Because I make a higher salary, I think some people don’t take me serious. They think I am either disingenuous or a little self-deceived. But salary has nothing to do with it. This last weekend, I spent about half the day helping a local church with a soup-selling fundraiser (I’ll be writing about this soon). I know it was not coincidence that I met a certain man at the same time I am writing this series. This almost 50-year-old man had spent too long searching for joy while believing in the myth of the perfect job. He was born on this island in the Azores where I currently live. He left at age 13 with his family for the promise of a better life in the United States. His abusive father died a few months later, and he drifted around with family members until he finally dropped out of high school. He spent the next 30 years working construction and finding that he had real skills working with his hands… but he was not happy. He was riddled with anxiety and depression. Four years ago, he finally gathered enough courage, and he decided to leave a well-paid job, a very nice place to live, and a dysfunctional relationship in the U.S. to move back to the Azores with an unemployment rate of over 15% (and likely higher depending on who is releasing the data).
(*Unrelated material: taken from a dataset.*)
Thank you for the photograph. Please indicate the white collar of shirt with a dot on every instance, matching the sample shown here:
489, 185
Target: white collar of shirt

He has since been working odd jobs and living with family and friends. He told me that he has never been as happy in the last 30 years as he is now. He said he should have moved years ago, but it was hard to break from the life he was told he was supposed to have, the life he was told was supposed to give him happiness. He told me that true happiness had nothing to do with money, and it definitely had nothing to do with the false sense of security that a job provides you. He said that happiness was about being with family and friends who love him no matter what. It is about being part of a community. It was about waking up and realizing that there was no more anxiety and no more depression. It was about being able to smile, a real smile that came from inside (he said this has he pounded his chest), a smile that came out on its own, a genuine smile originating from the soul. He smiled with a look of relief as he told me that, at one time, he really thought he would never find that kind of happiness again.
“Security is mostly a superstition. It does not exist in nature, nor do the children of men as a whole experience it. Avoiding danger is no safer in the long run than outright exposure. Life is either a daring adventure, or nothing.”